Airbus, British Airways, Virgin Atlantic, Lufthansa, Air France, Air Berlin and Iberia have written to the leaders of Britain, France, Germany and Spain to warn them about the economic consequences of the tax, the source said.
They argue it could cost them billions of US dollars in lost orders and lead to the loss of thousands of jobs.
French aerospace and defense group Safran and Germany’s MTU also put their names to the letters, to British Prime Minister David Cameron, French Prime Minister Francois Fillon, German Chancellor Angela Merkel and Spanish Prime Minister Mariano Rajoy. All four countries helped found Airbus.

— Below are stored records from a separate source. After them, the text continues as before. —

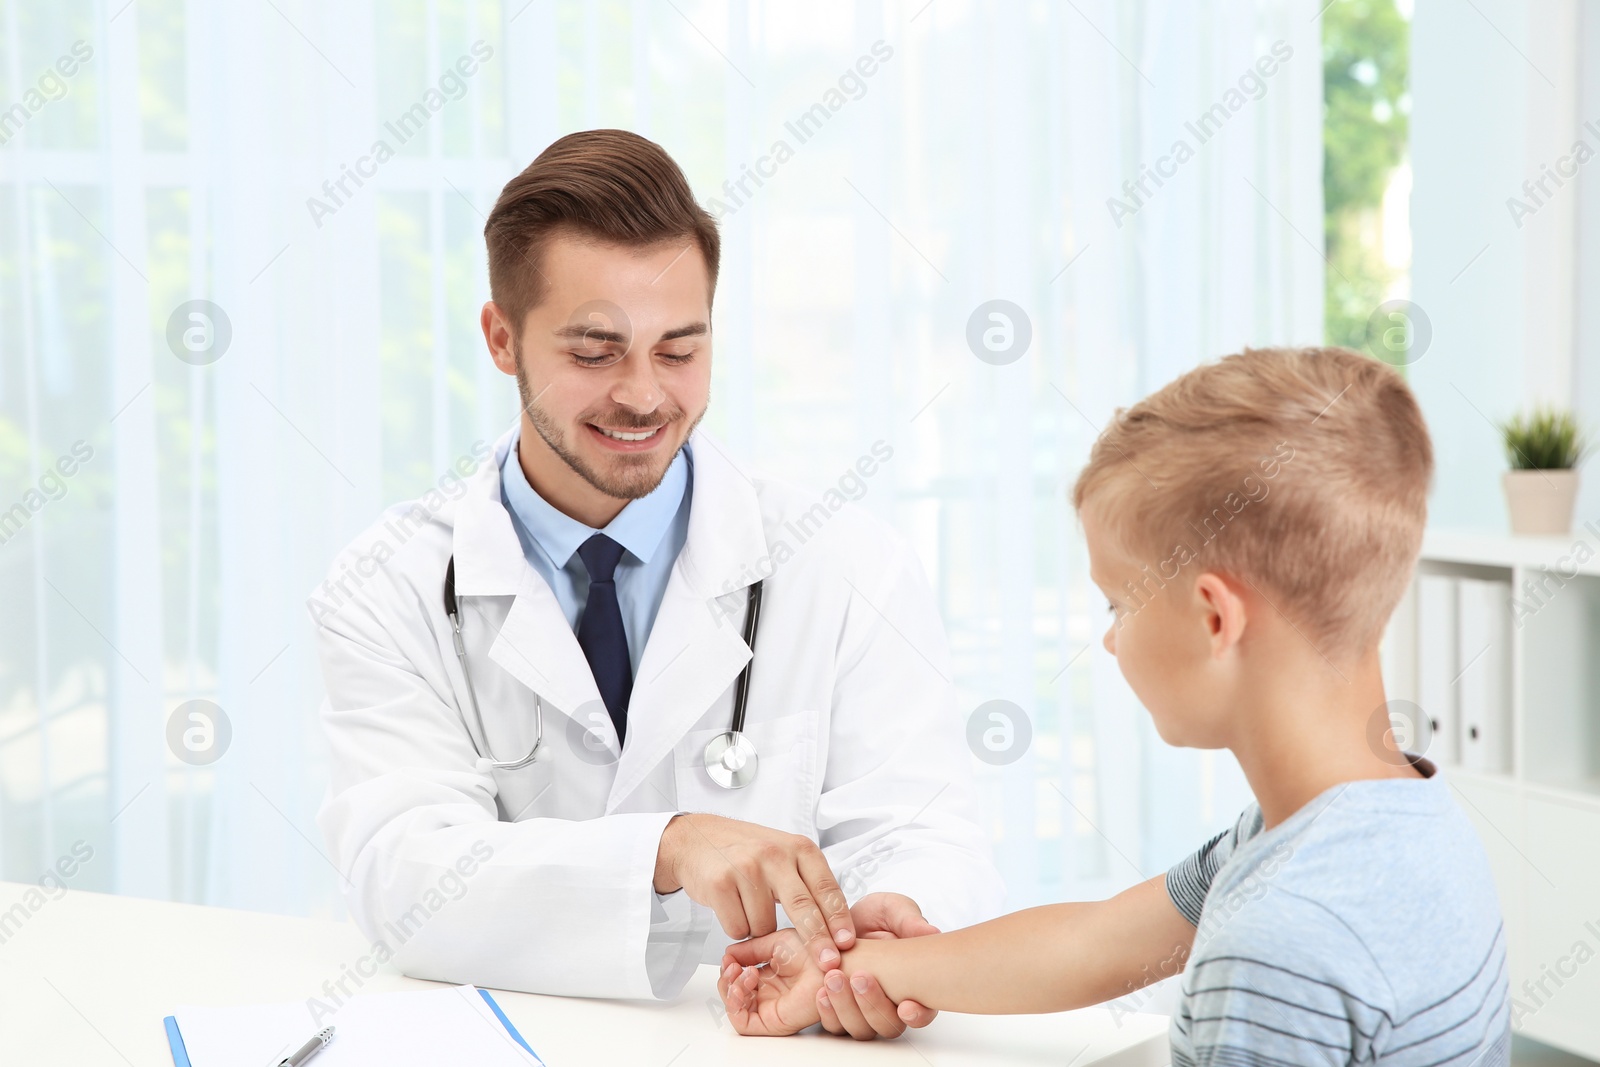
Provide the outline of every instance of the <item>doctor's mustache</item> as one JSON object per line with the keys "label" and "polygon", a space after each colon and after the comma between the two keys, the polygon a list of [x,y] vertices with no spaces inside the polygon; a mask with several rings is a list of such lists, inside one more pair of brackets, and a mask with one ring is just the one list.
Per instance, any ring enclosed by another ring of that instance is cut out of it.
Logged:
{"label": "doctor's mustache", "polygon": [[[538,392],[534,392],[532,383],[528,381],[528,372],[523,369],[521,354],[515,348],[512,349],[512,354],[516,356],[517,360],[517,394],[522,401],[522,410],[532,415],[535,423],[543,422],[545,425],[551,425],[552,420],[549,415],[543,408],[539,407],[539,397],[544,395],[544,390],[540,389]],[[683,408],[672,404],[670,401],[667,404],[670,406],[657,408],[649,415],[640,415],[624,407],[585,411],[578,416],[577,421],[592,422],[597,426],[605,426],[613,430],[653,430],[664,422],[678,422],[686,416],[687,413]],[[706,409],[709,410],[710,407],[711,394],[708,390],[706,393]],[[698,424],[704,415],[705,411],[702,411],[700,415],[696,416],[695,423]],[[694,427],[691,426],[689,429],[693,431]]]}
{"label": "doctor's mustache", "polygon": [[627,408],[608,408],[604,412],[584,412],[579,422],[592,422],[608,430],[653,430],[657,426],[680,421],[684,417],[680,407],[661,408],[649,415],[640,415]]}

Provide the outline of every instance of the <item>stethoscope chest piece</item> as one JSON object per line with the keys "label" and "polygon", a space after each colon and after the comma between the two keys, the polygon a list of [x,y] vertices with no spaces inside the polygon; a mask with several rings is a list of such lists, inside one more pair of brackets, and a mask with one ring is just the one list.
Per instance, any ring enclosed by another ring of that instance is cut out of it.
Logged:
{"label": "stethoscope chest piece", "polygon": [[706,744],[706,774],[724,789],[743,789],[755,781],[760,763],[755,743],[737,730],[725,730]]}
{"label": "stethoscope chest piece", "polygon": [[750,646],[750,661],[739,672],[733,686],[733,718],[728,728],[706,743],[706,776],[724,789],[743,789],[756,780],[761,761],[756,744],[745,736],[744,713],[750,699],[750,667],[755,662],[756,629],[761,625],[761,588],[756,582],[746,594],[744,643]]}
{"label": "stethoscope chest piece", "polygon": [[[756,769],[760,760],[756,758],[755,742],[744,734],[745,708],[750,699],[750,668],[755,663],[756,632],[761,624],[761,589],[762,582],[757,581],[749,587],[745,594],[745,619],[744,643],[750,648],[750,659],[745,663],[744,669],[739,672],[738,681],[733,689],[733,717],[728,722],[728,729],[713,737],[706,745],[706,774],[712,782],[724,789],[743,789],[756,779]],[[478,754],[479,762],[489,770],[514,771],[526,767],[539,757],[539,749],[544,742],[544,703],[537,693],[533,696],[533,747],[528,754],[516,760],[497,760],[494,758],[494,749],[489,746],[489,735],[483,726],[483,711],[478,707],[478,694],[472,688],[472,673],[467,669],[467,647],[461,639],[461,611],[456,602],[456,558],[450,557],[444,571],[444,611],[450,620],[451,639],[455,645],[456,657],[461,661],[461,675],[467,683],[467,700],[472,708],[473,718],[478,723],[478,735],[484,739],[484,746],[489,748],[488,756],[478,749],[477,738],[472,736],[471,729],[467,730],[467,737],[472,742],[473,751]],[[466,725],[466,712],[461,713],[462,725]],[[574,720],[575,721],[575,720]]]}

“We question the unilateral nature of this measure,” said the source, adding that they wanted talks with all those affected, within the International Civil Aviation Organization.
The initiative was first revealed late on Sunday in the Financial Times.
It comes after the head of Airbus parent company EADS said on Thursday that China had blocked purchases of Airbus planes by Chinese companies in reaction to the disputed tax.
Airbus was being subjected to retaliation measures, EADS chief executive Louis Gallois told reporters.
According to a report on the Web site of the French economic daily Les Echos, China’s decision to freeze Airbus orders could cost the European aircraft company up to US$12 billion.
In the letter to Fillon, Airbus chief executive Tom Enders said that the tax threatened more than 1,000 jobs at the heart of the business and 1,000 more in industries supplying Airbus, Les Echos reported.
On Tuesday, the head of the International Air Transport Association said that the EU tax could provoke trade wars.
However, on Friday, Denmark Climate Minister Martin Lidegaard said the EU would maintain the tax on airlines operating in its airspace as long as an international solution had not been found.
Denmark currently holds the EU’s rotating presidency.
The carbon tax imposed on airlines by the EU came into effect on Jan. 1, but carriers will begin receiving bills only next year after this year’s carbon emissions have been assessed.
More than two dozen countries, including China, Russia and the US, opposed the EU move, saying it violated international law.